I can't get this to replicate. What's the full command you're using? `ssh <host> 2> >({exec 1>&2})` doesn't include a command that makes any output
Created attachment 3581 [details] avoid polling fds we're not ready to service events on I did get it to reproduce, I was just holding it wrong. Thanks for the report and the reproduction instructions. Here's my analysis and a fix is attached: > I think the sequence of operations is something like: > > 1. Channel opens, stderr is attached > 2. Stderr goes away > 3. We poll with pfd[stderr].events including POLLOUT > 4. We get back POLLHUP (POLLERR on Linux) > 5. channel_handle_efd_write() sees sshbuf_len(c->extended)==0, returns > 6. GOTO 3 forever > > One problem is that there is no way to propagate a POLLHUP condition > back to a writable channel when there is no output pending. > > A more fundamental problem is step 3, where we unconditionally included > the fd in the poll array, regardless of whether the channel code had any > intention of attempting a write() later. When I was doing the conversion > from select(), I kept the fds in there because it made the matching of > pfd entries and channels easier but this was probably a mistake. > > The patch corrects the mistake (hopefully). It will only > set up a pollfd entry if IO was requested for the fd, and as a > consequence, should avoid spurious events. It also forced me to make > the pollfd bookkeeping less brittle :) > > PS. an alternate approach would be to leave the pollfd entries in the > array and find a way to handle POLLERR/POLLHUP events. I have a diff > that implements this approach too, by treating such a condition on > a channel that wasn't ready to write something as an automatic write > failure. I shelved this in favour of this approach.

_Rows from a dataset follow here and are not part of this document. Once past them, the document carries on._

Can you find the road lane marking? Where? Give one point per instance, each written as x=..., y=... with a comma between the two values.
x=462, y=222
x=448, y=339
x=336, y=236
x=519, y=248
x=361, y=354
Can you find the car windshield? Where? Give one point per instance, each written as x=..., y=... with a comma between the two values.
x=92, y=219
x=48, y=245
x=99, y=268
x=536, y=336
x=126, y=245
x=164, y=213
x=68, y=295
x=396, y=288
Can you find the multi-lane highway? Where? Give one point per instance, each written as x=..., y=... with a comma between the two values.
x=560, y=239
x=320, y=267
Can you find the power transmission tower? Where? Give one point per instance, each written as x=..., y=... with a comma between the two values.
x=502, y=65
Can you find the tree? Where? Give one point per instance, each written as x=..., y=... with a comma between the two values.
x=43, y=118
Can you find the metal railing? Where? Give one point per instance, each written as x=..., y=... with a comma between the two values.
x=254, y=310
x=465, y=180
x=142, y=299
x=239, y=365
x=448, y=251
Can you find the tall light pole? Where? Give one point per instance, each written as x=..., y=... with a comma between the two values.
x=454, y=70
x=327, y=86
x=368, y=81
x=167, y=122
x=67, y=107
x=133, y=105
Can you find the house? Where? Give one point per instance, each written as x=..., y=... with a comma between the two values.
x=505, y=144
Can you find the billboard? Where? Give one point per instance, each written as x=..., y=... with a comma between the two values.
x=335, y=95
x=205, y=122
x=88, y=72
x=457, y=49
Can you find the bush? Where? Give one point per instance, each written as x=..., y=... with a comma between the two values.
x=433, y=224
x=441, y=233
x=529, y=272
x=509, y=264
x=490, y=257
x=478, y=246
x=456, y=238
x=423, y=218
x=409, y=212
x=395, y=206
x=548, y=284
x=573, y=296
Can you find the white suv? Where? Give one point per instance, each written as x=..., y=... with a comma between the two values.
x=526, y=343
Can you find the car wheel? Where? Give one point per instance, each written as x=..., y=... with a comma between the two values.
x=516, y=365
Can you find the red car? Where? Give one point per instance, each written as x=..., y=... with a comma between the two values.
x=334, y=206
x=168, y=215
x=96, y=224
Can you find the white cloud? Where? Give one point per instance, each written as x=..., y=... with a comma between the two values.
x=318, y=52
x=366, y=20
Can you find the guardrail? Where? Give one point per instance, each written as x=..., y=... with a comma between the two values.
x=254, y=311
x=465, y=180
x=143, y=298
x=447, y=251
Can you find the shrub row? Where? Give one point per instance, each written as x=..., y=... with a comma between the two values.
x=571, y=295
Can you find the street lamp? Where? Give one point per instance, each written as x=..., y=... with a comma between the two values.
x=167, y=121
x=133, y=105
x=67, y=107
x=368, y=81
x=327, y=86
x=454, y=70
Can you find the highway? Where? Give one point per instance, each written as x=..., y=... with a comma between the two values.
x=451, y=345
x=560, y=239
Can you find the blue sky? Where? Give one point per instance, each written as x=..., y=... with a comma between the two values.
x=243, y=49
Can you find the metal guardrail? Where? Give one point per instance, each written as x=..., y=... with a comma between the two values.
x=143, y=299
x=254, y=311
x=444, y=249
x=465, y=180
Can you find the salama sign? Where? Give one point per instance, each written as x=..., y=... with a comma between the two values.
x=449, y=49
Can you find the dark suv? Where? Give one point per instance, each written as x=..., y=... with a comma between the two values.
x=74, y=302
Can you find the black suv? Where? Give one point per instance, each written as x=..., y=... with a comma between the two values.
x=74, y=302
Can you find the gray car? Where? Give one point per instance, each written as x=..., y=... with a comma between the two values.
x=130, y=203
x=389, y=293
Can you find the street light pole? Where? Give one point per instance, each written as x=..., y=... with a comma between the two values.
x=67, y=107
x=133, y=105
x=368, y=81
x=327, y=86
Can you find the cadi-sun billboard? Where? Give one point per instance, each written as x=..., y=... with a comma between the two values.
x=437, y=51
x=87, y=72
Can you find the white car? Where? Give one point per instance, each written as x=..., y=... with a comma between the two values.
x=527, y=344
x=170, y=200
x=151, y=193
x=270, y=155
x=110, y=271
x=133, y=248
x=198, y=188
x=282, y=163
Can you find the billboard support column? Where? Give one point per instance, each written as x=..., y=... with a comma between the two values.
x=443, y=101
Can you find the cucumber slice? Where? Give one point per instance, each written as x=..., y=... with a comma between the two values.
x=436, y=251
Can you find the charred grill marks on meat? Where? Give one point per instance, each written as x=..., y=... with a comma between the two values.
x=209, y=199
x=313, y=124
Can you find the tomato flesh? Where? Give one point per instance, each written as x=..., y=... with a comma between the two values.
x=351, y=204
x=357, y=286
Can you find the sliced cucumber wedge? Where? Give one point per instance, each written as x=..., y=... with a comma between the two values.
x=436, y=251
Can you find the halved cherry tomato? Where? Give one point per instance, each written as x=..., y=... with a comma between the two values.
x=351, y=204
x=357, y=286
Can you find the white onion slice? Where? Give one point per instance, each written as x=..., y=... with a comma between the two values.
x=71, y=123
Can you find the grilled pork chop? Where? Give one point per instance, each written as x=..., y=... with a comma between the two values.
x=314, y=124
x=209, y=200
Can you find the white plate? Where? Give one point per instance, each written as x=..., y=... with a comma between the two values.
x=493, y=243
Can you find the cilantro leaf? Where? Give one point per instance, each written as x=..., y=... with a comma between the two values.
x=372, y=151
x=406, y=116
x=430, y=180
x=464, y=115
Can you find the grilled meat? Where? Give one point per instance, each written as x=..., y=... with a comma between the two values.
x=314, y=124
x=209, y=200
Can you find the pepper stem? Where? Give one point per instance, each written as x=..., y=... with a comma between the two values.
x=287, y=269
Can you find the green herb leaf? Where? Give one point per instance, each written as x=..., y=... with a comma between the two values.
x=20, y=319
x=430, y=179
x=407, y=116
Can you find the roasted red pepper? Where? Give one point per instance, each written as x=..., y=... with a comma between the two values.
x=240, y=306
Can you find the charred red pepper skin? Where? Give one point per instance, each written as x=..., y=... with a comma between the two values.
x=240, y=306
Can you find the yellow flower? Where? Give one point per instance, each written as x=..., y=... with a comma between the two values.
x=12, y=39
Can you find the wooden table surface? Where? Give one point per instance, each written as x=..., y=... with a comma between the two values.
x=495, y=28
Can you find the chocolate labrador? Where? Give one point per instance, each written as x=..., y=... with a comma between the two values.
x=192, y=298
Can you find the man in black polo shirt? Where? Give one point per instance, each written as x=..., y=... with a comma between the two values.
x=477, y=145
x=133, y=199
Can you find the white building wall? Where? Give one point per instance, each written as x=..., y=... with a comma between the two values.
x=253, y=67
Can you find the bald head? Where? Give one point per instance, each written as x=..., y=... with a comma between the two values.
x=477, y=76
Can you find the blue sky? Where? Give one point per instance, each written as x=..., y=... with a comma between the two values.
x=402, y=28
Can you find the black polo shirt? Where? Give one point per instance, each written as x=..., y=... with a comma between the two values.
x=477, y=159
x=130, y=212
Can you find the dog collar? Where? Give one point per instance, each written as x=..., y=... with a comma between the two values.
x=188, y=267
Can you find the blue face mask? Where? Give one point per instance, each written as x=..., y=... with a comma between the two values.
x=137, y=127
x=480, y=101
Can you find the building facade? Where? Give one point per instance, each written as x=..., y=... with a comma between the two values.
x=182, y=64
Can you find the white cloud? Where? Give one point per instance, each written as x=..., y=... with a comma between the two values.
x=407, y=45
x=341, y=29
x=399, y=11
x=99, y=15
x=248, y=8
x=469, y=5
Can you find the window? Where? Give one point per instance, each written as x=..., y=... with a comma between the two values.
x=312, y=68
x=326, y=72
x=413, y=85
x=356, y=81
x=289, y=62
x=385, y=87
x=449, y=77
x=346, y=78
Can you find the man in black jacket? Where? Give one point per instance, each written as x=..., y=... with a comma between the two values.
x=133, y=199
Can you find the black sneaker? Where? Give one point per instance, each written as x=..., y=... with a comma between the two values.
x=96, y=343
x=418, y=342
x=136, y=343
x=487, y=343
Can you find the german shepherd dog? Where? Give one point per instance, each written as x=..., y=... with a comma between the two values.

*** Bug 3411 has been marked as a duplicate of this bug. ***
This has been fixed in git head and will be in the openssh-9.0 release that is due very soon. commit d6556de1db0822c76ba2745cf5c097d9472adf7c Author: djm@openbsd.org <djm@openbsd.org> Date: Wed Mar 30 21:10:25 2022 +0000 upstream: fix poll() spin when a channel's output fd closes without data in the channel buffer. Introduce more exact packing of channel fds into the pollfd array. fixes bz3405 and bz3411; ok deraadt@ markus@ OpenBSD-Commit-ID: 06740737849c9047785622ad5d472cb6a3907d10
closing bug resolved during openssh-9.0 release cycle